How to Build Your Own Eye Fatigue Spreadsheet

If you're a dev and your eyes are burning, stop guessing. Open a Google Sheet or an Excel doc and create these columns:

In my experience, the data doesn't lie. I noticed that my fatigue scores were actually 15% higher on days when I skipped my morning walk, regardless of what supplements I took. But the real shift came from the internal support. While I mostly stick with VisiFlora now because of the easy one-capsule dose, I also tested iGenics for a few weeks. It’s a solid runner-up with 12 vision-supporting ingredients, though the capsules were a bit larger than I liked, and it took a bit longer to see the data trend upward in my spreadsheet. You can see how they stack up in my post Beyond Blue Light Glasses: My Experience Testing iGenics and VisiFlora for Screen Fatigue.

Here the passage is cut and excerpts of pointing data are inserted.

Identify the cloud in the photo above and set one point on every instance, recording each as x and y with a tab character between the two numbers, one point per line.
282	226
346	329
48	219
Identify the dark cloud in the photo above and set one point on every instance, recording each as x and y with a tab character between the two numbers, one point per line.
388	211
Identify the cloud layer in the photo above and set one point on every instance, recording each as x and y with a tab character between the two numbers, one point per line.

Optimizing the Human Hardware

We spend thousands on mechanical keyboards, ergonomic chairs, and high-refresh-rate monitors. It’s ironic that we treat our actual eyes—the most important hardware in the stack—as an afterthought. After 14 months of testing, I’ve realized that screen habits only go so far. Sometimes the system needs a patch from the inside. I'm still staring at my three monitors for 8 to 10 hours a day, but the way my eyes handle that load has fundamentally changed.

The bottom line? Start tracking. Even if you don't buy a single supplement, just seeing the data on your screen time and fatigue levels will change how you work. And if you do decide to try a supplement, give it at least 30 to 60 days to show up in your logs. Your eyes aren't a quick-fix script; they're a complex system that takes time to re-optimize. If you're tired of the 3 PM wall, I'd suggest starting with something like VisiFlora to see if it moves your metrics. Just remember to keep the spreadsheet updated—without the data, you’re just debugging in the dark. If things get worse or don't improve, please go see a professional optometrist to make sure you aren't dealing with something more serious.